Equasis - 海事情報公開プラットフォームの実務活用
概要
Equasisは、国際的な海事安全と品質向上を目的とした公共の情報プラットフォームです。世界中の船舶や海運会社に関する安全関連情報を無料で提供しており、主に船主、運航者、貨物関係者、保険会社などが利用しています。

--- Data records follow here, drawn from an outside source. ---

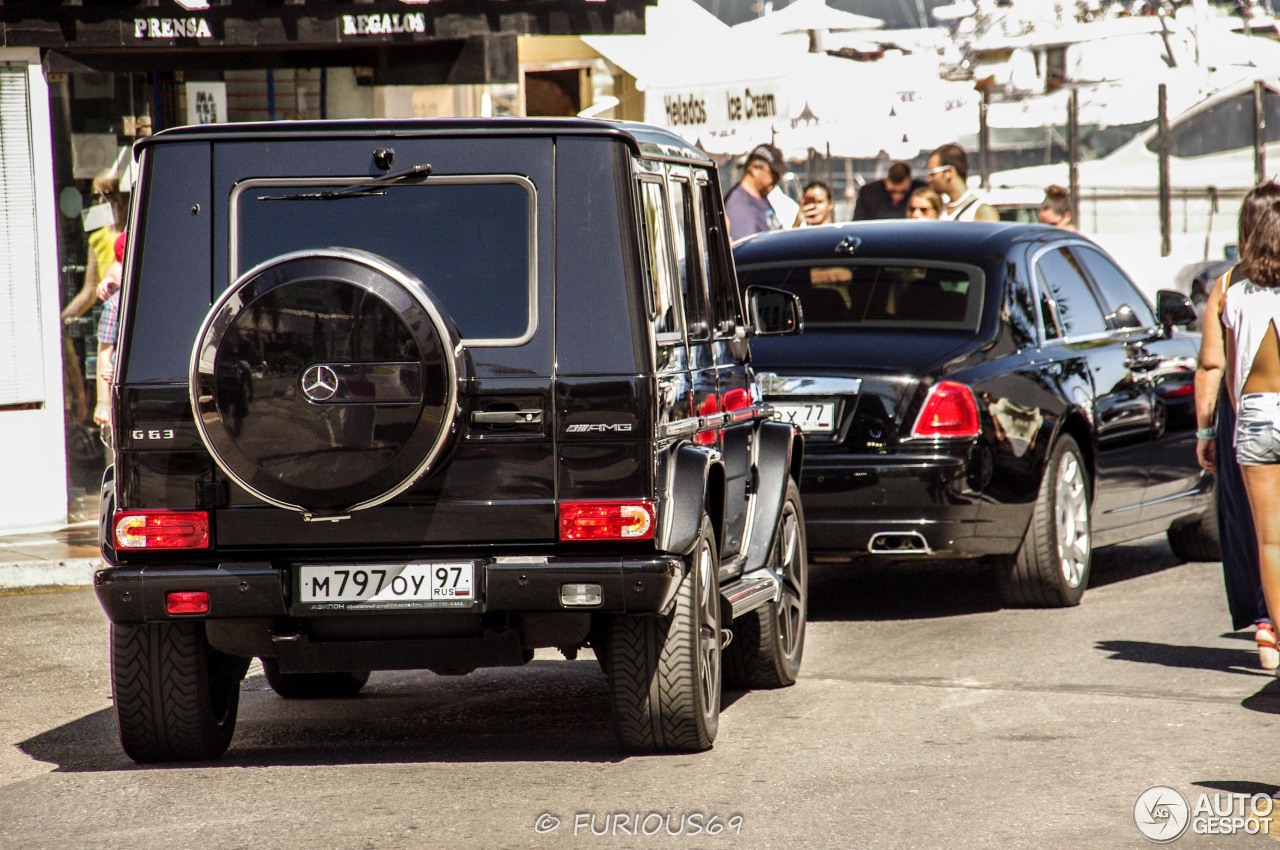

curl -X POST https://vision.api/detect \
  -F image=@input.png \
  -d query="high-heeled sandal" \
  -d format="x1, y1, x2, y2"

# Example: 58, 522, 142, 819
1253, 622, 1280, 671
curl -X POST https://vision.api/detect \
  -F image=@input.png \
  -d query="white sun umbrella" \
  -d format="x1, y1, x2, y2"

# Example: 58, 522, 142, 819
777, 54, 978, 159
582, 0, 790, 156
733, 0, 884, 36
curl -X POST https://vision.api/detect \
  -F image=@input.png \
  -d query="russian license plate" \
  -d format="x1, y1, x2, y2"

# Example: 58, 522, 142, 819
769, 401, 836, 434
297, 561, 476, 611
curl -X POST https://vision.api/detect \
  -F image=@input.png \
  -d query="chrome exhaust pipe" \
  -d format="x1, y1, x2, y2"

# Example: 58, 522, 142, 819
867, 531, 933, 554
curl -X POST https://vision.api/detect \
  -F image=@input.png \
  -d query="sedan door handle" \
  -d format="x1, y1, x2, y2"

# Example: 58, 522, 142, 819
1124, 355, 1160, 371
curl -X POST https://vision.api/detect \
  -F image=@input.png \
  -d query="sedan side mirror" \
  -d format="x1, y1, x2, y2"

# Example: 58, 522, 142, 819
746, 287, 804, 337
1156, 289, 1199, 328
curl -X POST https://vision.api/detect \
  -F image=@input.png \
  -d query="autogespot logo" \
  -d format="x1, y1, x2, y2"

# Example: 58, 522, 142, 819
302, 364, 338, 402
1133, 785, 1190, 844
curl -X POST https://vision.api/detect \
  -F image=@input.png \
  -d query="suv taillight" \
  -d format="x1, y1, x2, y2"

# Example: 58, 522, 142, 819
911, 380, 982, 438
111, 511, 209, 549
559, 499, 654, 540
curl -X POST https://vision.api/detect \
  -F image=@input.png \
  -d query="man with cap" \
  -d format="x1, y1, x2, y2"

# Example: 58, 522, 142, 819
724, 145, 782, 239
854, 161, 925, 221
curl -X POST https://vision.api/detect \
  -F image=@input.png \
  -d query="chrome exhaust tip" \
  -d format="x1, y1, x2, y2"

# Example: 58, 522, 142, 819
867, 531, 933, 554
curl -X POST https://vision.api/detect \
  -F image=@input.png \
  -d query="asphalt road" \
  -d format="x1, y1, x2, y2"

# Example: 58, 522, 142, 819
0, 539, 1280, 850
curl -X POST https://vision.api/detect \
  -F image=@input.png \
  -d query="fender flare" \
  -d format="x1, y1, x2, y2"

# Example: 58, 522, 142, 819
654, 443, 724, 554
744, 422, 800, 572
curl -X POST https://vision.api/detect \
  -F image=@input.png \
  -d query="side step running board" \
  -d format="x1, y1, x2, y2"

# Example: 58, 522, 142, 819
721, 570, 782, 618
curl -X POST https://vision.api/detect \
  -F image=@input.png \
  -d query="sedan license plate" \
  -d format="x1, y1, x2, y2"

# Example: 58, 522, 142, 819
769, 402, 836, 434
296, 561, 476, 611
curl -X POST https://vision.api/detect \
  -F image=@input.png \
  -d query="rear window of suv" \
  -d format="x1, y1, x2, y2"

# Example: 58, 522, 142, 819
737, 262, 983, 330
232, 175, 536, 346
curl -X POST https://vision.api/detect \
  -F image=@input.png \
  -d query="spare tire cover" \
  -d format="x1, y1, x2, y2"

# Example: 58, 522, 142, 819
191, 248, 461, 515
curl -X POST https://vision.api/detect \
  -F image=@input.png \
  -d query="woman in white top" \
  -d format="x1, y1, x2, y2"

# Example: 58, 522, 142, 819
1196, 183, 1280, 670
925, 143, 1000, 221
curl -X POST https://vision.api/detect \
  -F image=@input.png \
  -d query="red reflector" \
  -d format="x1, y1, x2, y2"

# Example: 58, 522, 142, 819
911, 380, 982, 437
164, 590, 209, 614
111, 511, 209, 549
559, 499, 654, 540
724, 387, 751, 410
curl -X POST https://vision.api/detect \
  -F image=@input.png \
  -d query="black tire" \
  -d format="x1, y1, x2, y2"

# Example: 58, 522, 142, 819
724, 479, 809, 687
605, 516, 722, 753
996, 437, 1092, 608
111, 622, 248, 762
1167, 494, 1222, 561
261, 658, 369, 699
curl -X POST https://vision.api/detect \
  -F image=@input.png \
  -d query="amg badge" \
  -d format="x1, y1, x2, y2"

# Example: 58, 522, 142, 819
564, 422, 631, 434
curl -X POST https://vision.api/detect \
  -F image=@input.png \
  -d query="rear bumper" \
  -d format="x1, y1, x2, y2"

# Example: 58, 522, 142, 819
800, 452, 1018, 558
93, 556, 685, 623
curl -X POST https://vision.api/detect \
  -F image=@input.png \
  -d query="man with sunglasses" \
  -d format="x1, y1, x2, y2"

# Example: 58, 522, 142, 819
927, 143, 1000, 221
854, 163, 924, 221
724, 145, 782, 241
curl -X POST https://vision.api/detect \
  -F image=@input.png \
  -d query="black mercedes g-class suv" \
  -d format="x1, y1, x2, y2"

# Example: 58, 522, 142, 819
95, 119, 806, 762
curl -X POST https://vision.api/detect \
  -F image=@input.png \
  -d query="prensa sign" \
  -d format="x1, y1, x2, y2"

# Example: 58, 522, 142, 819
133, 18, 214, 38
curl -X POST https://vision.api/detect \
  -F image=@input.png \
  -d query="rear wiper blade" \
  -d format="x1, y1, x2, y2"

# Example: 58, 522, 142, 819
257, 163, 431, 201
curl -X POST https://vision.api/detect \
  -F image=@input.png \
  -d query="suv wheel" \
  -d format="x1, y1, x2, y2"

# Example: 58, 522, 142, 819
261, 658, 369, 699
189, 248, 465, 515
996, 437, 1092, 608
724, 480, 809, 687
111, 622, 248, 762
605, 515, 722, 753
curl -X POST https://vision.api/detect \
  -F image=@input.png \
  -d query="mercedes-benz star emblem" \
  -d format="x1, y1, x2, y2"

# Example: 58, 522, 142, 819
302, 364, 338, 402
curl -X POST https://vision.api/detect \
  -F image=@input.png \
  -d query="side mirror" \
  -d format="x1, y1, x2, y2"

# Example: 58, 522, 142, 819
1107, 303, 1142, 330
1156, 289, 1199, 328
746, 287, 804, 337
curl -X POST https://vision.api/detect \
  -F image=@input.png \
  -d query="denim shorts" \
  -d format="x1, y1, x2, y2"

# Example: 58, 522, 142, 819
1235, 393, 1280, 466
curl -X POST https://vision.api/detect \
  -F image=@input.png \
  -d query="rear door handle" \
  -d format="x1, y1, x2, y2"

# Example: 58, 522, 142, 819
471, 407, 543, 425
1124, 353, 1160, 371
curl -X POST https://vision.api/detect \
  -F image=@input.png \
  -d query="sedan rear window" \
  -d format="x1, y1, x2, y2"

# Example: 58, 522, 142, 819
737, 262, 983, 330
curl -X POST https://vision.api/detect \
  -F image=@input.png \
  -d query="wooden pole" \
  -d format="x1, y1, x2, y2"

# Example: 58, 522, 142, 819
1156, 83, 1174, 257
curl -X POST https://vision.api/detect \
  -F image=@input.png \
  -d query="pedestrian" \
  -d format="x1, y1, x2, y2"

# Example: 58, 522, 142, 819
796, 180, 836, 227
1039, 183, 1078, 230
854, 161, 924, 221
724, 145, 783, 239
927, 143, 1000, 221
1196, 183, 1280, 671
93, 230, 128, 428
63, 170, 129, 325
906, 186, 942, 221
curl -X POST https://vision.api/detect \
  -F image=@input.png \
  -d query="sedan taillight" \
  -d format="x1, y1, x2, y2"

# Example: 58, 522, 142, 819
911, 380, 982, 438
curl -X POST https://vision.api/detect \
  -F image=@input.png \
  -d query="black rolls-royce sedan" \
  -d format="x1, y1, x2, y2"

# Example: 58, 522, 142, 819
733, 221, 1220, 607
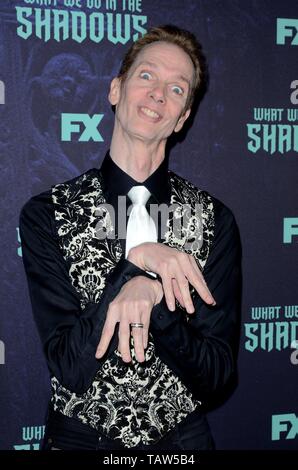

ユーザー登録のみで利用でき、船舶の検査履歴や船級、PSC(ポートステートコントロール)情報など、信頼性の高いデータを一元的に検索できます。
実務の流れ
- Equasis公式サイトにアクセス
- ユーザー登録(メールアドレスとパスワード設定)
- ログイン後、船舶名やIMO番号、会社名で検索
- 検索結果から、船舶の検査履歴、船級、PSC情報、所有者・管理会社情報などを閲覧
- 必要に応じて情報をダウンロードまたは印刷し、実務に活用
主要書類
- 船舶の検査履歴レポート
- 船級証明情報
- PSC検査記録
- 所有者・管理会社の登録情報
実務上のポイント
- Equasisは無料で利用できるが、ユーザー登録が必須
- 船舶の安全性や管理体制の確認に有効
- 海上保険の引受審査や貨物輸送先のリスク評価にも活用される
- 複数の国際機関や船級協会から最新データが提供されている
注意点
- ブラウザのCookie設定が無効だと正常に利用できない
- 一部の古いブラウザはサポート対象外
- データは定期的に更新されるが、最新性や完全性は保証されない
- 公式な証明書としての効力はないため、必要に応じて原本確認が必要
具体例
- 貨物保険引受時、対象船舶の過去のPSC違反歴をEquasisで確認し、リスク評価を実施
- フォワーダーが新規取引先の船会社の信頼性を調査する際、Equasisで会社情報や管理船舶の安全記録をチェック
- 船舶管理会社が自社管理船の情報を第三者に提示する際、Equasisのデータを活用
まとめ
Equasisは、国際物流や海上保険、貿易実務において船舶や会社の安全性・信頼性を確認するための有用な情報源です。無料かつ登録のみで利用できるため、実務担当者は積極的に活用するとよいでしょう。ただし、情報の最新性や公式証明としての効力には注意が必要です。